The discovery of genes that contribute to the expression of complex traits is one of the fundamental and essential tasks in genetic research. In the past decades, many QTL mapping procedures have been developed. A larger number of computer programs are now available to implement these methods. These programs have significantly simplified the applications of the methods to the downstream genetic research. A complete list of the programs is posted on the web sites http://linkage.rockefeller.edu/soft and http://www.stat.wisc.edu/~yandell/statgen/software/biosci/linkage.html. The software package presented here (Version 1.0) is available at http://www.statgen.ucr.edu/software.html
Most of the programs were developed as standalone software packages. These include MapMaker/QTL , Map Manager , QTL Express , MapQTL , MCQTL , MULTIMAPPER , MetaQTL , WinQTLCart , and QTLNetwork . Other programs were developed using the R package, for example, R/qtl  and R/qtlbim . PROC BTL is a trial version of a SAS procedure for mapping binary trait loci (BTL) . Each of the aforementioned programs was developed targeting on one or a few jobs. In addition, these programs were designed by different programmers, and they usually require users to provide data in very restricted formats. Users probably need to prepare their data using different formats before they can switch among the different programs, especially when both continuous and categorical traits are involved. We now report a new software package called “PROC QTL” that was recently developed by the Quantitative Genetics Group at UC Riverside. This software package can perform QTL mapping in almost all line crossing experiments for both quantitative and categorical traits.

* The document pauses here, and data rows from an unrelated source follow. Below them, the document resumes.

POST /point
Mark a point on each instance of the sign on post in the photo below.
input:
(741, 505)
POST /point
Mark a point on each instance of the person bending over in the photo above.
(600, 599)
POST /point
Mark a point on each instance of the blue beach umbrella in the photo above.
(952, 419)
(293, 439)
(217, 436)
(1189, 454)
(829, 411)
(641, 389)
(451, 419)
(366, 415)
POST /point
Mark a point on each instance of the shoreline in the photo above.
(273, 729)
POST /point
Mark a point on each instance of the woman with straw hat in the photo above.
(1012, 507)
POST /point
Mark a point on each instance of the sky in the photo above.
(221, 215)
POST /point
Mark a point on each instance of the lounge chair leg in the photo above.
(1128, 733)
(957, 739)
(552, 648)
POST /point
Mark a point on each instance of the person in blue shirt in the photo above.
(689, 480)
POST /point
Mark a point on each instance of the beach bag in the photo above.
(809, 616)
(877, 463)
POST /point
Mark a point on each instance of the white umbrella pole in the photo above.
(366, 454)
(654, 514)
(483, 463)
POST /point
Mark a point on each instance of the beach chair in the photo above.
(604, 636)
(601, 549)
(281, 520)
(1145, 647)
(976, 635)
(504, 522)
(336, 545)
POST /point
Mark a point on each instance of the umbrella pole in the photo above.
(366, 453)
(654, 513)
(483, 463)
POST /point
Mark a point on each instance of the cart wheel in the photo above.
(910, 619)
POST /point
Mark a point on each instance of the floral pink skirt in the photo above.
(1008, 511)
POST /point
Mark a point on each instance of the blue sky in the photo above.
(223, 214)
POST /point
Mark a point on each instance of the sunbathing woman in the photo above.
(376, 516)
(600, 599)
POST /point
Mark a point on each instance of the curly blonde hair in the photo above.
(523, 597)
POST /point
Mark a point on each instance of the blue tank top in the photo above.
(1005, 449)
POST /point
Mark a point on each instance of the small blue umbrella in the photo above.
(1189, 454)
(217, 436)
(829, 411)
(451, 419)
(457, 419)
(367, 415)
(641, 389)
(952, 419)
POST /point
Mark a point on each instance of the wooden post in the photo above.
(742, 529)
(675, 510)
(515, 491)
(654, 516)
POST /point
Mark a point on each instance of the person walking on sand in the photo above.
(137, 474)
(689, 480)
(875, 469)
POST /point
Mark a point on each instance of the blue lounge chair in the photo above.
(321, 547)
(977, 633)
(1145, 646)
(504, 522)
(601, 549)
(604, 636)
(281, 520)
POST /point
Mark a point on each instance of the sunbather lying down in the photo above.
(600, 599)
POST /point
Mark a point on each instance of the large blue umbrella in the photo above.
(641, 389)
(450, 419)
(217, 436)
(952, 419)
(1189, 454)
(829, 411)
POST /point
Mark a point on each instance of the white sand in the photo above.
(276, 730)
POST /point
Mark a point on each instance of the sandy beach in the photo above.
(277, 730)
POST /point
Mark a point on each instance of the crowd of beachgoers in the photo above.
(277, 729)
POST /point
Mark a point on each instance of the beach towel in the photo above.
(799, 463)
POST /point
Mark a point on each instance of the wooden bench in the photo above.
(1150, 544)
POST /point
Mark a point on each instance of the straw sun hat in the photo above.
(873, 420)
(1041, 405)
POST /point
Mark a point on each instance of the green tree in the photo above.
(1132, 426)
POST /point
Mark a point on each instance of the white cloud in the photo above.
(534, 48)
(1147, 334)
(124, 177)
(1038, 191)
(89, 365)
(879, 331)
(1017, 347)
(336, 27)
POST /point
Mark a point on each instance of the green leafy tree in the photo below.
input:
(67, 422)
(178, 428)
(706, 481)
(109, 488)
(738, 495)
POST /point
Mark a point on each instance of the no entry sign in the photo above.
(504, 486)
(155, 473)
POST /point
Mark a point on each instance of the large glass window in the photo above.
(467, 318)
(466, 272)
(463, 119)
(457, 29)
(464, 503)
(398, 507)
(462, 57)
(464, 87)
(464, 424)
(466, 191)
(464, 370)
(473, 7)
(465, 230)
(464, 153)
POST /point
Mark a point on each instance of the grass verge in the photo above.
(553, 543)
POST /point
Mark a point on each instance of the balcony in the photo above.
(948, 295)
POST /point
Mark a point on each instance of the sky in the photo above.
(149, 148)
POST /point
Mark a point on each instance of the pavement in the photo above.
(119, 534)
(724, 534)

PROC QTL was coded in C++ and the interface with the SAS system was conducted using the SAS/Toolkit software . PROC QTL is different from other stand alone QTL mapping software packages, in that the program must be executed within the SAS system to perform all the QTL analysis. Once PROC QTL is installed, users can call the procedure just like they call any other regular SAS procedures without noticing the differences between this customized procedure and other built-in SAS procedures. The SAS system provides services to the procedure such as statement processing, dataset management, and memory allocation. PROC QTL can read SAS datasets and data views, perform data analysis, print results, and create other SAS datasets.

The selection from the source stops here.